On August 22, 2002, Computer Programs and Systems, Inc. (the “Registrant”) filed with the Securities and Exchange Commission (the “Commission”) a registration statement on Form S-8, Registration No. 333-98543 (the “Registration Statement”), covering 400,000 shares of common stock, par value $0.001 per share (the “Common Stock”), to be purchased pursuant to the CPSI 401(k) Retirement Plan (the “Plan”). Pursuant to Rule 416(c) under the Securities Act of 1933, as amended (the “Securities Act”), the Registration Statement also covered an indeterminate amount of interests to be offered or sold pursuant to the Plan.

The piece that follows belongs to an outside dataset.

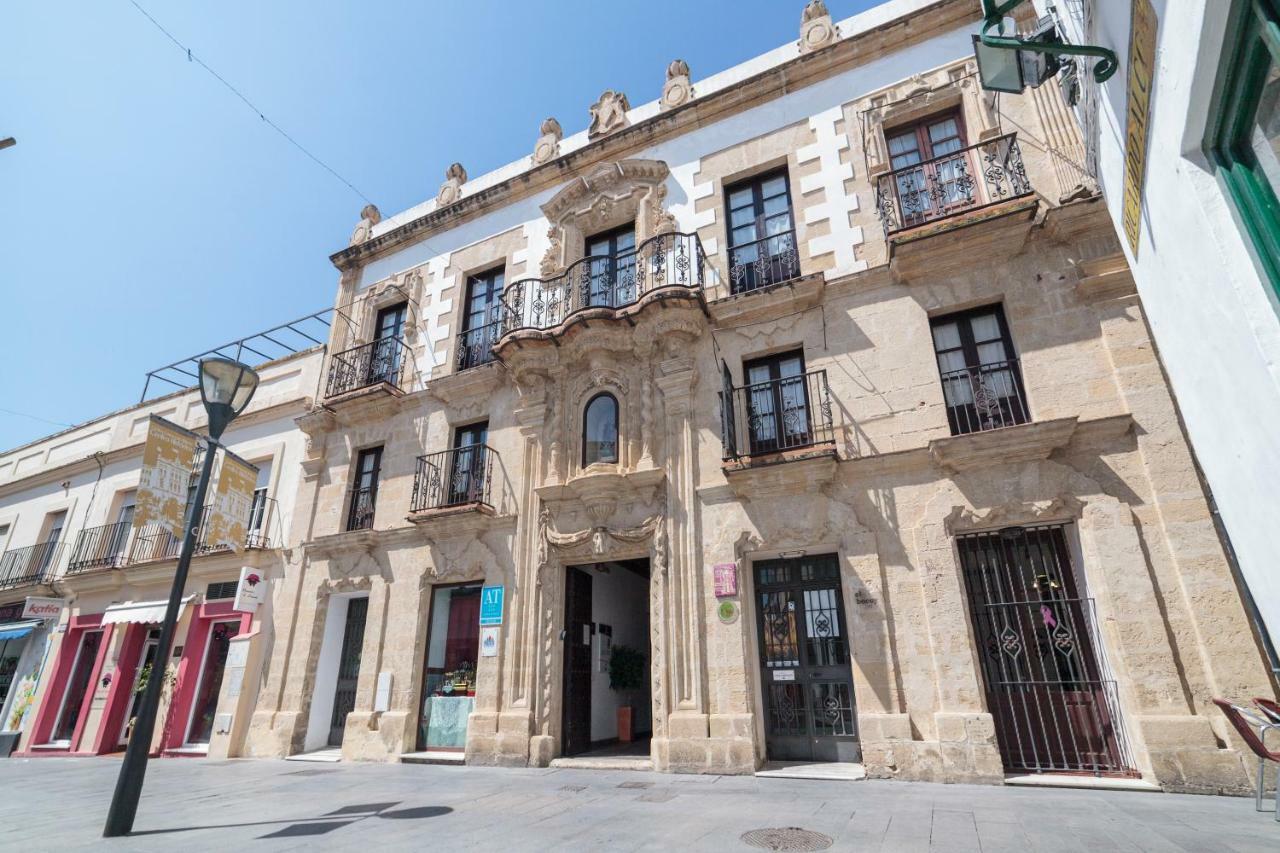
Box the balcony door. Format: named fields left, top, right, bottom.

Pursuant to Item 512(a)(3) of Regulation S-K, the Registrant is filing this post-effective Amendment No. 1 to the Registration Statement (the “Amendment”) with the Commission in order to deregister 364,204 shares of Common Stock that were previously registered on the Registration Statement and that remained unsold at the termination of the offering. This Amendment also deregisters the Plan interests that remained unsold at the termination of the offering. The Registrant is deregistering these shares and interests because, effective October 26, 2006, the Registrant permanently removed Common Stock as an investment option in the Plan, and all employee holdings of Common Stock under the Plan were transferred to other investments.


SIGNATURES

Pursuant to the requirements of the Securities Act of 1933, the Registrant certifies that it has reasonable grounds to believe that it meets all of the requirements for filing on Form S-8 and has duly caused this Amendment No. 1 to the Registration Statement on Form S-8 to be signed on its behalf by the undersigned, thereunto duly authorized, in the City of Mobile, State of Alabama, as of the 27th day of December, 2006.

 

COMPUTER PROGRAMS AND SYSTEMS, INC.
By:   /s/ J. Boyd Douglas
  J. Boyd Douglas
  President and Chief Executive Officer

Pursuant to the requirements of the Securities Act of 1933, this Registration Statement has been signed by the following persons in the capacities and on the dates indicated.

 

Signature

  

Title

 

Date

/s/ David A. Dye*

David A. Dye

   Chairman of the Board and Director   December 27, 2006

/s/ J. Boyd Douglas

J. Boyd Douglas

   President and Chief Executive Officer and Director   December 27, 2006

/s/ M. Stephen Walker

M. Stephen Walker

   Vice President - Finance and Chief Financial Officer   December 27, 2006

/s/ Darrell G. West*

Darrell G. West

   Controller (principal accounting officer)   December 27, 2006

/s/ John Morrissey*

John Morrissey

   Director   December 27, 2006

/s/ M. Kenny Muscat*

M. Kenny Muscat

   Director   December 27, 2006

/s/ Ernest F. Ladd, III*

Ernest F. Ladd, III

   Director   December 27, 2006

/s/ W. Austin Mulherin, III*

W. Austin Mulherin, III

   Director   December 27, 2006

/s/ William R. Seifert, II*

William R. Seifert, II

   Director   December 27, 2006
*By:  

/s/ M. Stephen Walker

M. Stephen Walker

(attorney-in-fact)

      December 27, 2006

Pursuant to the requirements of the Securities Act of 1933, the administrator of the Plan has duly caused this Amendment No. 1 to the Registration Statement on Form S-8 to be signed on its behalf by the undersigned, thereunto duly authorized, in the City of Mobile, Alabama, as of the 27th day of December, 2006.

 

CPSI 401(k) RETIREMENT PLAN
By: Computer Programs and Systems, Inc., Plan Administrator
By:   /s/ M. Stephen Walker
  M. Stephen Walker
  Vice President - Finance and
  Chief Financial Officer


INDEX TO EXHIBITS

 

No.   

Item

24.1    Powers of Attorney (incorporated by reference to Exhibit 24.1 to the Registrant’s Registration Statement on Form S-8 (File No. 333-98543) filed July 31, 2002, as amended).